Emily Schmall Contributor

CIUDAD JUAREZ (March 31) -- Norma Ramos learned from the evening news in August that her ex-husband had been slain in front of his home in this rough, drug-ridden city across the Rio Grande from El Paso, Texas. She immediately began to worry about her 18-year-old son. "I told him I didn't want him to claim the body," she said. "But he said, 'It's my father. I'm going.' "

Ramos feared her son wouldn't come back. She knows that in Ciudad Juarez, a focal point of Mexico's sprawling drug war, the shooting often continues even after the supposed target has been hit. The killing goes on in funeral homes, emergency vehicles and even morgues.

About 600 people have been killed so far this year in Juarez, which also suffers under high rates of robbery, rape and extortion. Residents and businesses are fleeing the city as the violence escalates, despite the military troops and federal and local police who patrol Juarez's neighborhoods and industrial parks.

The women left behind in Juarez are haunted, and often targeted. They drive out of their way to avoid stoplights. They run small businesses during the day, but shutter the doors at night. They meet in shade-drawn rooms in a gesture of solidarity, to share methods for getting through another day of household chores and gloom.

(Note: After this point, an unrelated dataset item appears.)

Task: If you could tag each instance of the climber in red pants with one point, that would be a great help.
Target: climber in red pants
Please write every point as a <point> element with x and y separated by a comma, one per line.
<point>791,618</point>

Ramos, a collections agent for a U.S. bank, said she believed her ex-husband, who said he worked as a bodyguard, likely worked for one of the cartels battling over Juarez, a lucrative gateway to the U.S. drug market.

She said she was afraid of what her son knew. "He wants to avenge his father," she said. Her ex-husband, whom she won't name for fear of making a target of her son, was among 26 people hit the night of Aug. 17, when the killing in Juarez surpassed its normal feverish pitch to a monthly average of 12 corpses per day.

That month, Ramos reluctantly gathered the family around her ex-husband's casket at a funeral home. "It was only me, my children, my sister and her husband, and one of his cousins," she said. She didn't want to publicize the funeral, worried someone with an unsettled score might appear uninvited.

"They're cutting down women like palmettos," said Patricia Moreno Martinez, the widow of a municipal police officer. The mayor's office confirms that the number of women crime victims has risen, particularly when they are in the front seat of the target's car. Moreno Martinez, like many in the city, said the bulked-up military and police presence has done little for the city. "I am seeing that nothing has changed. Everything is the same," she said.

The statuesque widow joined other women rendered widows by Juarez's violence in founding an association in 1998 called Unidos por Dolor, or United by Pain. The group fought and won the right for the widows of slain officers to receive their pensions. The association's slogan: "We have life because we can do good."

Laura Segura, 39, is among 15 regular members of the association. She still cries when she talks about her husband, Juan Miguel, a 35-year-old police officer killed on duty in Juarez five years ago. He and his partner were shot at by four fugitive brothers from the Mexican state of Durango, Segura said, only one of whom was captured and thrown in jail. The other three were killed the next day, presumably by rival drug traffickers. Her husband's partner survived that attack, but was gunned down last November.

Segura wants to date but vows never to remarry. "We have seen it all -- too much," she said. "I'm living through the same things as all the women in Ciudad Juarez."

United by Pain is a faint note of hope, or at least of solidarity, in an otherwise bleak setting. The association makes consolation house calls for the newly widowed, and tries to help the dispossessed and the elderly. At a recent meeting, Moreno Martinez proposed using the group's dues to help buy a coffin for a 13-year-old boy who was killed last week in Juarez. The father of the slain boy didn't have the money to bury his son.

"I think this would be a very nice project for the association," Moreno Martinez said. But stopping the violence is beyond the group's scope, and apparently everyone else's.